Apple Devices Casuing intermittent network outages

  • 5 November 2015
  • 18 replies
  • 610 views

We have recently started rolling Apple devices at one of our locations. Approximately 1200 iPads. They are connecting to via an Aerohive wireless solution. That solution has 1 point of entry to my network at a B5 switch that is also doing layer 3 for that site to our WAN. When the iPads starting ramping up, it has seemed to cause frequent intermittent network outages. Devices on the rest of lan in different vlans stop communicating and then will come back within 5-10 seconds. This happens anywhere from 1-50 minutes during every hour of the day including overnight when no users are onsite. After extensive troubleshooting, we still have not identified the cause of the problem but believe it is possibly something with the B5G124-48P2. From one of my switches at the local site, when the problem happens, I cannot reach my default gateway, which is the IP address of that vlan interface configured on the B5. Since affects all vlans, we suspect the B5. The routing is all static and RIP is disabled. Also when this is happening, the system CPU is not excessive, it is usually around 26-45% but I have seen it spike very shortly up to 60-80%. I have debug logging enable and the have no logs indicating that system resources are taxed. The only recurring log entry I get is "DHCPRELAY[265701448]: relay_main.c(315) 568089 This is from manager 1 %% Request could not be relayed to Server". I have also checked my DHCP server, however it is supporting all 14 of my sites with no issues anywhere else. I checked the mac tables and we usually sit at just under 4000 entries, but according to the specs for the B5 it can support up to 24,000. I appreciate any help or suggestions.

18 replies

Userlevel 4
It must be AeroHive ... it wouldn't happen with ExtremeWireless 🙂. Just kidding. Ultimately the best thing to do is to work with GTAC but one area you could look at is the effect that Apple Bonjour is having on the network. Bonjour is a zero-touch discovery protocol used by Apple devices which is great for the home but it doesn't scale in enterprises. It uses multicast as a discovery mechanism which is very expensive on a wireless network and also puts strain on switches because it has to be processed in software in the CPU (= high CPU utilization). AH has some controls for Bonjour and one thing you could try to do is block all Bonjour at the APs on one of the sites to see if it addresses the issue. Or you can try to drop the multicast at the switch before it is processed in the CPU to see if that helps. Again, the best thing to do is to work with GTAC to isolate the issue but it is something to consider.

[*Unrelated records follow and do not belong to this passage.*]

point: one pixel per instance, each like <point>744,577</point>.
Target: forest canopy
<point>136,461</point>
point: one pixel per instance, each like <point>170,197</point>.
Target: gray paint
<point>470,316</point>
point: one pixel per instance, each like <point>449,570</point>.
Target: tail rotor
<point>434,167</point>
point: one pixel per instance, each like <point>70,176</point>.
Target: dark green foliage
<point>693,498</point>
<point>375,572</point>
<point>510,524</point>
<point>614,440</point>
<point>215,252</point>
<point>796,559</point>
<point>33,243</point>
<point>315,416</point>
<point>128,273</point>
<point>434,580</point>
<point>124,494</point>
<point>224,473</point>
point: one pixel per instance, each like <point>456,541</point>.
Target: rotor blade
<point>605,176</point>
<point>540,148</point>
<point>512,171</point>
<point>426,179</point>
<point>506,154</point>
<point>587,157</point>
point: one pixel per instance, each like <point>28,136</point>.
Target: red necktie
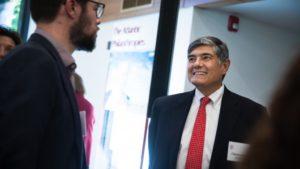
<point>195,153</point>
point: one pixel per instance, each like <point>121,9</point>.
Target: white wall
<point>182,40</point>
<point>259,52</point>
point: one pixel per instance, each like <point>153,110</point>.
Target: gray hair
<point>219,47</point>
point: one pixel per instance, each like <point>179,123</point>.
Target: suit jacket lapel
<point>228,116</point>
<point>65,81</point>
<point>179,116</point>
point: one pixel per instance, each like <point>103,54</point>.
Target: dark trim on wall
<point>163,50</point>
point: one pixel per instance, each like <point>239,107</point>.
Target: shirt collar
<point>214,97</point>
<point>66,57</point>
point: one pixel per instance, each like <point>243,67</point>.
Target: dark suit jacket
<point>237,116</point>
<point>39,119</point>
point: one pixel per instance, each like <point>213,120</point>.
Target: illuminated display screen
<point>10,13</point>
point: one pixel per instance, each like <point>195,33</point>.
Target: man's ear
<point>71,8</point>
<point>226,65</point>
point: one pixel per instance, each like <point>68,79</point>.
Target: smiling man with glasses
<point>39,117</point>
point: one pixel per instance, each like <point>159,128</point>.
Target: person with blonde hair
<point>86,114</point>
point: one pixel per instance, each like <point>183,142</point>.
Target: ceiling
<point>280,13</point>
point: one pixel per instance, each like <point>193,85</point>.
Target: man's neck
<point>207,91</point>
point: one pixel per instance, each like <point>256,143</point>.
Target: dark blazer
<point>237,117</point>
<point>39,119</point>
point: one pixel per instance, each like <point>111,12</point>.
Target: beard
<point>80,39</point>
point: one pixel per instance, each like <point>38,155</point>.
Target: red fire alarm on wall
<point>233,23</point>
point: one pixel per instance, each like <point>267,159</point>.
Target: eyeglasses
<point>100,8</point>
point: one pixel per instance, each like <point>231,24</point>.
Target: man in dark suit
<point>205,128</point>
<point>39,119</point>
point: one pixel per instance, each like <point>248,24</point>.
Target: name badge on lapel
<point>236,151</point>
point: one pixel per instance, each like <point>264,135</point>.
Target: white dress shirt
<point>212,117</point>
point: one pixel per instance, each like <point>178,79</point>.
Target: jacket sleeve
<point>26,98</point>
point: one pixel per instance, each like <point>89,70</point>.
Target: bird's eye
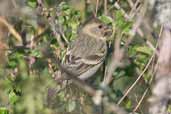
<point>100,26</point>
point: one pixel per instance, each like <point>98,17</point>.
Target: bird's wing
<point>81,65</point>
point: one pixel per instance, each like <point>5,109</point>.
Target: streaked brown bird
<point>87,53</point>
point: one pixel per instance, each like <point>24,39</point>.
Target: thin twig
<point>97,6</point>
<point>140,101</point>
<point>137,80</point>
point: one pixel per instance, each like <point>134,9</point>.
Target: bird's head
<point>97,29</point>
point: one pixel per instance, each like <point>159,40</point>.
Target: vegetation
<point>31,31</point>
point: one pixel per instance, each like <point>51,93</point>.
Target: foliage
<point>26,79</point>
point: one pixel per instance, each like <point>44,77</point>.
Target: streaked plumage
<point>86,54</point>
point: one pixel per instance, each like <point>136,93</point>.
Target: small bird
<point>87,52</point>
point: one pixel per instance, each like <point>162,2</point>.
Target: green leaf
<point>71,106</point>
<point>13,97</point>
<point>121,23</point>
<point>4,110</point>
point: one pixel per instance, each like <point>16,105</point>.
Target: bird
<point>87,52</point>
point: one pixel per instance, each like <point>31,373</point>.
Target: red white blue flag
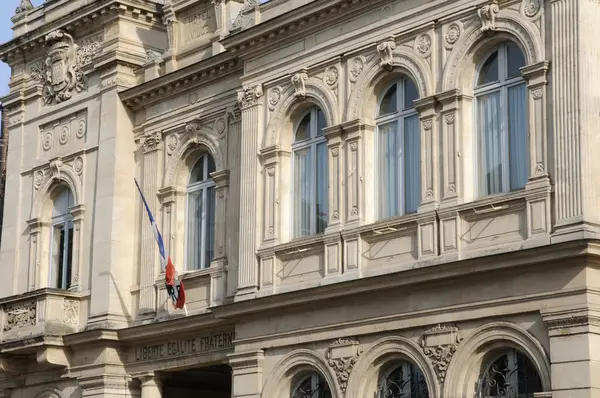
<point>173,284</point>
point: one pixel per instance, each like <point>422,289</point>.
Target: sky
<point>6,35</point>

Good luck with AH and keep and eye for what we are doing with ExtremeWireless next time you are looking to upgrade your Wi-Fi network.

Thanks,

Will
Userlevel 3
How about port utilisation?
Maybe it's a broadcast or multicast issue?
We have ran multiple packet captures with nothing standing out. Port utilization is very low. We were told that Bonjour Gateway was disabled with Aerohive. The thing is that I get reports of their switches going down too. Down is relative, they basically cannot get to their Default Gateway for a short period of time.
Userlevel 7
We have ran multiple packet captures with nothing standing out. Port utilization is very low. We were told that Bonjour Gateway was disabled with Aerohive. The thing is that I get reports of their switches going down too. Down is relative, they basically cannot get to their Default Gateway for a short period of time.I have recently seen high switch CPU usage (100% for about half an hour) on EXOS based switches after rebooting connected Aerohive APs. Blocking mDNS from reaching the switch CPU dropped the CPU usage below 100%, but it was still quite high.

Packet captures showed a significant increase in the following three frame / packet types affecting switch CPUs sent by the Aerohive access points:
  1. mDNS requests
  2. Some layer 2 broadcasts probably used for Aerohive AP discovery
  3. Gratuitous ARP replies
Strangely the access points rejected every received mDNS answer with an ICMP Port Unreachable message, but continued sending requests.

The Bonjour gateway was disabled on the Aerohive APs, but the access points generate their own mDNS requests.

It usually takes hours for the switch CPU usage to drop to the normal values observed in the steady state network.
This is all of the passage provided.